Autrefois, si vous aviez eu un ami à Constantinople et un autre à Moscou, vous auriez été obligé d’attendre leur retour pour apprendre de leurs nouvelles. Aujourd’hui, sans qu’ils sortent de leur chambre ni vous de la vôtre, vous conversez familièrement avec eux par le moyen d’une feuille de papier.
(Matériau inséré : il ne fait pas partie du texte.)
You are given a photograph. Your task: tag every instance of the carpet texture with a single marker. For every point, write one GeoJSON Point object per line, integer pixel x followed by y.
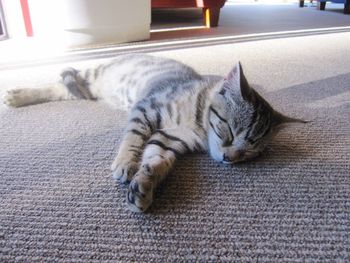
{"type": "Point", "coordinates": [60, 204]}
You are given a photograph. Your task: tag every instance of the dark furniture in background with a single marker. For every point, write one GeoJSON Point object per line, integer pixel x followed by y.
{"type": "Point", "coordinates": [211, 8]}
{"type": "Point", "coordinates": [321, 4]}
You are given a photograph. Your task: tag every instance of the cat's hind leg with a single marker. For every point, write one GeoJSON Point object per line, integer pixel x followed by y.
{"type": "Point", "coordinates": [71, 87]}
{"type": "Point", "coordinates": [20, 97]}
{"type": "Point", "coordinates": [159, 156]}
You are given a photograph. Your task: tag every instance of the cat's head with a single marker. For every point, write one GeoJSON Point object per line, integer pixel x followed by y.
{"type": "Point", "coordinates": [241, 122]}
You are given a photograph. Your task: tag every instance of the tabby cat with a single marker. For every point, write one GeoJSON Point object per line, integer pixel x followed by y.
{"type": "Point", "coordinates": [172, 111]}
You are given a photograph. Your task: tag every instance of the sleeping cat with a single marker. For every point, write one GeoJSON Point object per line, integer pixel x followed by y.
{"type": "Point", "coordinates": [172, 111]}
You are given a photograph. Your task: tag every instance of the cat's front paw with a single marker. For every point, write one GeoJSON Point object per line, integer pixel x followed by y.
{"type": "Point", "coordinates": [140, 193]}
{"type": "Point", "coordinates": [124, 171]}
{"type": "Point", "coordinates": [13, 98]}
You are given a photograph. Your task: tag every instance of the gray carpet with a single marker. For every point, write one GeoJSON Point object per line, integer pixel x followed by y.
{"type": "Point", "coordinates": [59, 203]}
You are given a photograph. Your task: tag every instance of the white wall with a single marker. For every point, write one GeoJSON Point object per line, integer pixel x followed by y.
{"type": "Point", "coordinates": [87, 22]}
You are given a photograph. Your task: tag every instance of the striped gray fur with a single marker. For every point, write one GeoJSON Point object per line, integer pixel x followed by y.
{"type": "Point", "coordinates": [173, 110]}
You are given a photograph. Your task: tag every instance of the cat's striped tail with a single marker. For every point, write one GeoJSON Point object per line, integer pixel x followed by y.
{"type": "Point", "coordinates": [76, 85]}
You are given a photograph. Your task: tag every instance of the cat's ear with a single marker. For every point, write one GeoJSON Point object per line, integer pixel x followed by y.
{"type": "Point", "coordinates": [237, 81]}
{"type": "Point", "coordinates": [279, 119]}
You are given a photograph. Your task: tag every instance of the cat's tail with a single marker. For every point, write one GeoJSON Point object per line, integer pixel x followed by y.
{"type": "Point", "coordinates": [71, 87]}
{"type": "Point", "coordinates": [76, 84]}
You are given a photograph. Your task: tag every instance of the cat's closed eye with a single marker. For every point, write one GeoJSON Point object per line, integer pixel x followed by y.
{"type": "Point", "coordinates": [220, 127]}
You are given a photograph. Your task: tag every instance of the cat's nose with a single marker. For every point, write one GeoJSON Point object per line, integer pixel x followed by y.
{"type": "Point", "coordinates": [226, 159]}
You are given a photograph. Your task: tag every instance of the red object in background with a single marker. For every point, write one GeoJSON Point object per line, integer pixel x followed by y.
{"type": "Point", "coordinates": [26, 17]}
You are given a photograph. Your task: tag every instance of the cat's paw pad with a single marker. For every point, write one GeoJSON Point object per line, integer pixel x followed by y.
{"type": "Point", "coordinates": [140, 194]}
{"type": "Point", "coordinates": [13, 97]}
{"type": "Point", "coordinates": [124, 172]}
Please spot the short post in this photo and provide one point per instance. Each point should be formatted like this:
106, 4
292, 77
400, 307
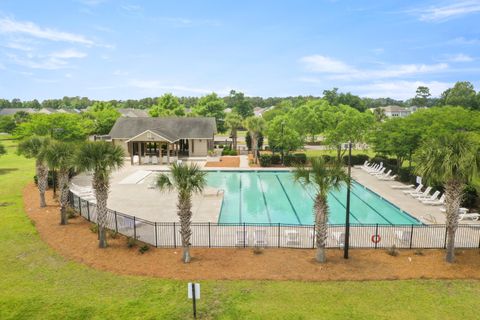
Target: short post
193, 290
134, 229
411, 236
156, 237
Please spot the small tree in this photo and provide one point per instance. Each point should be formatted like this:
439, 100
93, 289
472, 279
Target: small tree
60, 156
255, 126
35, 147
101, 158
449, 160
186, 179
324, 177
233, 121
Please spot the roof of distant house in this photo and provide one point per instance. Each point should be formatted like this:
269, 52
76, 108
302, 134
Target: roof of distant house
171, 128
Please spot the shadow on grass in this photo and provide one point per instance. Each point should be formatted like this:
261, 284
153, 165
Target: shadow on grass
7, 170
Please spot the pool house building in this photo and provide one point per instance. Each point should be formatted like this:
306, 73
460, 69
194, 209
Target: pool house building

Vous pouvez même leur envoyer par la poste un sachet de l’apothicaire Arnoult contre l’apoplexie, et il est reçu plus infailliblement qu’il ne les guérit.

Si l’un de vos amis a besoin de faire toucher de l’argent à Pétersbourg et l’autre à Smyrne, la poste fait votre affaire.

Votre maîtresse est-elle à Bordeaux, et vous devant Prague avec votre régiment, elle vous assure régulièrement de sa tendresse ; vous savez par elle toutes les nouvelles de la ville, excepté les infidélités qu’elle vous fait.

Enfin la poste est le lien de toutes les affaires, de toutes les négociations ; les absents deviennent par elle présents ; elle est la consolation de la vie.

La France, où cette belle invention fut renouvelée dans nos temps barbares, a rendu ce service à toute l’Europe. Aussi n’a-t-elle jamais corrompu ce bienfait, et jamais le ministère qui a eu le département des postes n’a ouvert les lettres d’aucun particulier, excepté quand il a eu besoin de savoir ce qu’elles contenaient. Il n’en est pas ainsi, dit-on, dans d’autres pays. On a prétendu qu’en Allemagne vos lettres, en passant par cinq ou six dominations différentes, étaient lues cinq ou six fois, et qu’à la fin le cachet était si rompu qu’on était obligé d’en remettre un autre.

M. Craigs, secrétaire d’État en Angleterre, ne voulut jamais qu’on ouvrît les lettres dans ses bureaux ; il disait que c’était violer la foi publique, qu’il n’est pas permis de s’emparer d’un secret qui ne nous est pas confié, qu’il est souvent plus criminel de prendre à un homme ses pensées que son argent, que cette trahison est d’autant plus malhonnête qu’on peut la faire sans risque, et sans en pouvoir être convaincu.

Pour dérouter l’empressement des curieux, on imagina d’abord d’écrire une partie de ses dépêches en chiffres ; mais la partie en caractères ordinaires servait quelquefois à faire découvrir l’autre. Cet inconvénient fit perfectionner l’art des chiffres, qu’on appelle sténographie.

On opposa à ces énigmes l’art de les déchiffrer ; mais cet art fut très-fautif et très-vain. On ne réussit qu’à faire accroire à des gens peu instruits qu’on avait déchiffré leurs lettres, et on n’eut que le plaisir de leur donner des inquiétudes. Telle est la loi des probabilités que, dans un chiffre bien fait, il y a deux cents, trois cents, quatre cents à parier contre un que dans chaque numéro vous ne devinerez pas la syllabe dont il est représentatif.

Le nombre des hasards augmente avec la combinaison de ces numéros ; et le déchiffrement devient totalement impossible quand le chiffre est fait avec un peu d’art.

Ceux qui se vantent de déchiffrer une lettre sans être instruits des affaires qu’on y traite, et sans avoir des secours préliminaires, sont de plus grands charlatans que ceux qui se vanteraient d’entendre une langue qu’ils n’ont point apprise.

Quant à ceux qui vous envoient familièrement par la poste une tragédie en grand papier et en gros caractère, avec des feuilles blanches pour y mettre vos observations, ou qui vous régalent d’un premier tome de métaphysique en attendant le second, on peut leur dire qu’ils n’ont pas toute la discrétion requise, et qu’il y a même des pays où ils risqueraient de faire connaître au ministère qu’ils sont de mauvais poëtes et de mauvais métaphysiciens.


  1. Questions sur l’Encyclopédie, huitième partie, 1771. (B.)